Als die Sonne hinter Wolken verschwand und der Wind auffrischte, ging ich durch Quartiersstraßen in Richtung Bahnhof Beuel. Niemand störte sich hier an meiner Barfüßigkeit. Ich kam vorbei an den abgestellten Bahnfahrzeugen im "Nebenbahnhof", folgte einem Parallelweg zur Hauptbahn, bis ich einen tiefer gelegenen Weg sah, den ich für eine ehemalige Bahnlinie ansah, die frühere Rhein-Sieg-Bahn? Heute ein Radweg. Ich wanderte nach Osten, bis der Radweg endete, dann wieder zurück und weiter bis zum Rheinufer. Hier lagen noch Schmalspurgleise, die museumsmäßig erhalten waren, in einem schönem Bogen. Zwei Mädchen in bunten luftigen Sommerkleidern und Sandalen, die aus nur unwesentlich mehr als nichts bestanden, versuchten, auf dem Metall zu balancieren. Ich versuchte es barfuß, was mir aber nicht gelang mit dem unhandlichen Rucksack. Aber wenigstens überschritt ich den Gleisbogen auf den glatten Betonschwellen. Sicher wäre es für Markus U. eine Herausforderung gewesen, auf dem Schotter des Gleises zu trainieren, wie es sich für einen "echten" Schotter- und Straßenbahnfan gehört. Wenige Meter weiter stand das schmucke Bahnhofsgebäude der Kleinbahn, heute ein Restaurant, das zu dem Zeitpunkt gut besucht war.

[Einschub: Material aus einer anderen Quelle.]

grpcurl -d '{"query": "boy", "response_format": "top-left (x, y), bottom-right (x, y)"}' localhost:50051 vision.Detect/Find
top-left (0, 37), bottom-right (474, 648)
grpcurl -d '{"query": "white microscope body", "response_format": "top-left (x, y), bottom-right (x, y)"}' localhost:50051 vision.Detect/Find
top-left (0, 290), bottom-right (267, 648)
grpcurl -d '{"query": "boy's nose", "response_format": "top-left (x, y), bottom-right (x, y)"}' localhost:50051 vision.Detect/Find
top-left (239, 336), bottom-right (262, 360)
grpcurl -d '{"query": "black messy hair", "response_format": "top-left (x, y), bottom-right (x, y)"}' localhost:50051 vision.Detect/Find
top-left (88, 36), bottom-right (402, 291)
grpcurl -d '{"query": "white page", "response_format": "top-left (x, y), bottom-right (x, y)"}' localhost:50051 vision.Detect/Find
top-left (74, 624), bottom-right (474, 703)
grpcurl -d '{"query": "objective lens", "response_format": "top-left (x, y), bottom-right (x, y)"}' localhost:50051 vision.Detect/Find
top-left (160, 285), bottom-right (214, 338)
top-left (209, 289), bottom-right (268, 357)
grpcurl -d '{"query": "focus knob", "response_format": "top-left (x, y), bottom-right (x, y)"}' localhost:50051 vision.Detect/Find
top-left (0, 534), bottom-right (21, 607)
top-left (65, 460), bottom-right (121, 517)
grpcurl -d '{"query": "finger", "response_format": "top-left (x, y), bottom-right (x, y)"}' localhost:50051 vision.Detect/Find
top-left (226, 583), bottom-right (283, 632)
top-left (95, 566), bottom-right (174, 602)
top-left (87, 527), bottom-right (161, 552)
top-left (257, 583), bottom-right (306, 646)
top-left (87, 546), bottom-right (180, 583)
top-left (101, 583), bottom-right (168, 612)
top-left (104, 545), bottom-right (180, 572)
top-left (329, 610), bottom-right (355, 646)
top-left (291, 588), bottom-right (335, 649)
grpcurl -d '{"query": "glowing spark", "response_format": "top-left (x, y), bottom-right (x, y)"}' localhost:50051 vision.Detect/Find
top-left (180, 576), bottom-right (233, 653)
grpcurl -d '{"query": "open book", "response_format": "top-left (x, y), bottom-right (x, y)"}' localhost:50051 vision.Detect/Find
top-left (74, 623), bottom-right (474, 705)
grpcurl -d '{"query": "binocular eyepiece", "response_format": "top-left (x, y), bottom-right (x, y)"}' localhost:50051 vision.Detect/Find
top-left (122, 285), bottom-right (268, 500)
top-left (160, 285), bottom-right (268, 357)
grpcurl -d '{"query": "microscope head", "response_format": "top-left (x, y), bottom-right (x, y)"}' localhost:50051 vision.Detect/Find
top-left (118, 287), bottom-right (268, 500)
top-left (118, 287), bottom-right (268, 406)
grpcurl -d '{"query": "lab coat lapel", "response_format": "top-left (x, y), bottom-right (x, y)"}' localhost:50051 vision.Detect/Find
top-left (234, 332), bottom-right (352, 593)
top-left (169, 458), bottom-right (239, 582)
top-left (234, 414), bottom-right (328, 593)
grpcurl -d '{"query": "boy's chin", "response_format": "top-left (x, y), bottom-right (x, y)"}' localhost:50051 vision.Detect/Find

Und nur wenige Meter davon entfernt befindet sich ein winziges Stück alles andere als scherbenfreier Sandstrand, auf dem einige Kinder barfuß waren, nicht nur beim Waten durchs Wasser, sondern auch beim Klettern auf einen Baum. Ein Mädchen hatte Spaß daran, mit langen Jeans bis zu den Knien ins Wasser zu gehen, und keine Mutter schimpfte.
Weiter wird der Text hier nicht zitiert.